The indictment in this case alleges that J. T. Duncan and G. T. McLarty, being officers of a bank, received money on general deposit in said bank, knowing that it was insolvent, which *656deposit resulted in loss to the depositors. Plaintiffs in error assign error on the overruling of demurrers to the indictment. Counsel for plaintiffs in error in their brief say: “Indictment was demurred to on several grounds, but the only ground that will be insisted upon here is the one pointing out that the indictment does not allege that either of the defendants actually participated in receiving the deposit;” and in their brief they deal at length with the punctuation and grammatical construction of the indictment. The indictment, under any reasonable construction, does allege that the defendants received the money on general deposit. The exact language and punctuation of the indictment is as follows, except that this court, for the sake of illustration, has cut off by parenthesis the language contained between the subject and the predicate: “The grand jurors . . in the name and behalf of the citizens of Georgia, charge and accused J. T. Duncan and G. T. McLarty of the county and State aforesaid with the offense of a felony for that the said J. T. Duncan and G. T. McLarty (on the 25 day of February, 1928, in the year of our Lord nineteen hundred and 28 in the county aforesaid, did then and there, unlawfully and with force and arms: J. T. Duncan being then and there president of the Douglasville Banking Company, a chartered bank incorporated under the laws of Georgia, and G. T. McLarty being then and there cashier of said Douglasville Banking Company, said chartered bank incorporated under the laws of the State of Georgia, said J. T. Duneanand said G. T. McLarty being such officers of said bank and having charge and control of said bank,) did receive in said bank money on general deposit as follows, to wit: eighty nine dollars ($89.00) eighty seven dollars of said deposit being lawful currency of the United States and two dollars in silver, of the value of $89.00) from Banks Brothers, a partnership, firm composed of J. M. Banks and J. B. G. Banks, said bank being insolvent at the time of so receiving said deposit, and said insolvency being well known to said accused at the time of so receiving said deposit and loss and injury having resulted to said depositors as a result of having made said deposit. . . .” (italics ours).

In addition to the foregoing the following shows an allegation that the defendants received the money: “J. T. Duncan being then and there president of the Douglasville Banking Company, a chartered bank incorporated under the laws of Georgia, and G. T. Mc*657Larty being then and there cashier of said Douglasville Banking Company, (said chartered bank incorporated under the laws of the State of Georgia, said J. T. Duncan and said G. T. McLarty being such officers of said bank and having charge and control of said bank,) did receive in said bank money on general deposit as follows.” (Italics and parenthesis ours.)

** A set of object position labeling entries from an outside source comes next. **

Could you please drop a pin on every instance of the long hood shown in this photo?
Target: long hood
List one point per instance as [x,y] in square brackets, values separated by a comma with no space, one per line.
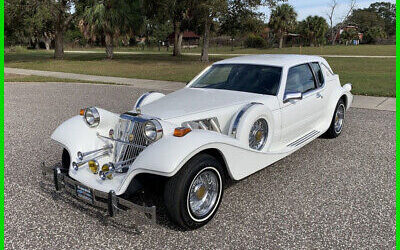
[190,101]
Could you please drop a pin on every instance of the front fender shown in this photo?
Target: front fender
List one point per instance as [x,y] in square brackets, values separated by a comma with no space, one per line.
[75,135]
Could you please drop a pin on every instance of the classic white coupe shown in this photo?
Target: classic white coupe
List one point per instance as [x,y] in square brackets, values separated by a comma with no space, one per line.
[236,117]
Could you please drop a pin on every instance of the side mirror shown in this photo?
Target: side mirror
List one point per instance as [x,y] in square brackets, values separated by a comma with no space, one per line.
[292,96]
[347,87]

In addition to the foregoing the following shows an allegation that the defendants received the money: “said J. T. Duncan and said G. T. McLarty (being such officers of said bank and having charge and control of said bank,) did receive in said bank money on general deposit as follows.” (Italics and parenthesis ours.)

While the grammatical construction and the punctuation of the indictment are not entirely correct, yet, eliminating a strained construction and applying a reasonable construction to the allegations of the indictment, it unquestionably sufficiently alleges that the defendants received the money. “It is a well settled rule in this State, that the language of an indictment is to be interpreted liberally in favor of the State” (Green v. State, 109 Ga. 536, 540, 35 S. E. 97); and where an indictment alleges the offense in the language of the statute, and in such manner as to put the accused on notice of the charge against them, and “so plainly that the nature of the offense charged may be easily understood by the jury,” grammatical errors will not vitiate it. See Ga. L. 1919, pp. 212, 219. As stated in Studstill v. State, 7 Ga. 2, 17, the provision of law contained in section 954 of the present Penal Code “was obviously intended to sweep away all technical exceptions to indictments; and such is the character of the one under discussion.”

The court did not err in overruling the demurrers to the indictment..

Judgment affirmed.

Broyles, O. J., and Bloodworth, J., concur.